To The Editor:
In regard to the Commentary "Design Issues in Clinical
Studies of the in Vivo Volumetric Wear Rate of Polyethylene Bearing
Components" (82-A: 281-287, Feb. 2000), by Dr. Gladius
Lewis, I wish to point out the following:
(1) We clearly stated in our report that "taking one million
cycles [is] roughly equivalent to one year of clinical
use" for the joint simulator studies1.
The wide variations were clearly documented in our pedometer studies2.
(2) Dr. Lewis states that "the ages of the patients were
not reported" in our study. I direct his attention to the
details in Table I of our publication.
(3) In their study of wear measurements, Livermore et al. clearly
state: "The radiographic measurements were made as described
by Griffith et al."3 The
method attributed to Livermore is thus not original to him.
(4) Since a radiograph is usually a magnification of the real
image, Dr. Lewis is incorrect in stating that "all measurements
are corrected by multiplying by the magnification factor";
surely, they should be divided by the magnification factor.

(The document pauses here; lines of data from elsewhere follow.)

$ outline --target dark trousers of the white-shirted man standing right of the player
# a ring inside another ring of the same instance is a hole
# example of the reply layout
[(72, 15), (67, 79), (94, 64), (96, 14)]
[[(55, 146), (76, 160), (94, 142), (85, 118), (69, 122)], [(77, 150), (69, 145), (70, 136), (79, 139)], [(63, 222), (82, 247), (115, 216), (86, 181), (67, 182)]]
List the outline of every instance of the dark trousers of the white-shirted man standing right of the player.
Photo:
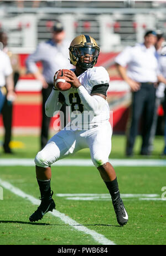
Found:
[(131, 125), (127, 136), (127, 154), (132, 154), (134, 142), (138, 134), (139, 120), (142, 116), (142, 154), (148, 153), (149, 137), (153, 123), (155, 108), (155, 87), (153, 83), (141, 83), (141, 89), (133, 92)]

(5) The suggestion that prospective, randomized wear studies
should be carried out is admirable. To fail to acknowledge or to
misinterpret published evidence is not.
G. Lewis replies:
I appreciate the succinct manner in which Mr. Wroblewski has
stated his five points concerning my Commentary, and I shall thus
attempt to reply in similar fashion.
As for the first two points, it is true that in the report by
Wroblewski et al.1, the authors
(a) explicitly stated the assumption of one million cycles on the
joint simulator "as roughly equivalent to one year of clinical
use," and (b) provided the patients’ ages. I apologize
for the errors on these points in my Commentary. Having said that,
I should state that I believe that the thrust of the general theses
related to these points is unaffected by these errors. These theses
are that, in many reports, important pertinent data are not stated,
and the issue of the impact of patient age and activity level on
the amount of walking is not taken into account when estimating
clinical wear rates of articular components.
As for the third point, it is true that, in their original report,
Livermore et al.3 stated: "The
radiographic measurements were made as described by Griffith et
al." However, in current orthopaedic literature, this method
of obtaining the clinical wear rate of acetabular components is
commonly referred to as the "Livermore method"4-9. Thus, in my Commentary, I followed
what appears to be the convention.
With regard to the fourth point, I defined the magnification
factor in the Commentary thus: "Second, a magnification
factor is calculated as the ratio of the actual diameter of the
femoral head to its apparent radiographic diameter." This
definition is the same given by Livermore et al.3 except
that I termed mine "magnification factor" while
Livermore et al. termed theirs "correction factor." In
their report, Livermore et al. stated: "The factor to correct
for magnification (that is, the factor by which the observed dimension
on the radiograph must be multiplied to obtain the real dimension)
is calculated by the formula: correction factor = known
diameter of the implant/apparent radiographic diameter." In
other words, the formula that arises from my definition is: the
dimension on the radiograph times the magnification factor equals
the real dimension. By this definition, all magnification factors
are less than one. For example, a magnification factor of 0.01 means
that what is seen on the radiograph has been increased 100-fold
relative to the real dimension.
My response to the last point is encapsulated in my response
to the first two points; namely, it is hoped that the reader would
focus on all general theses presented in the Commentary.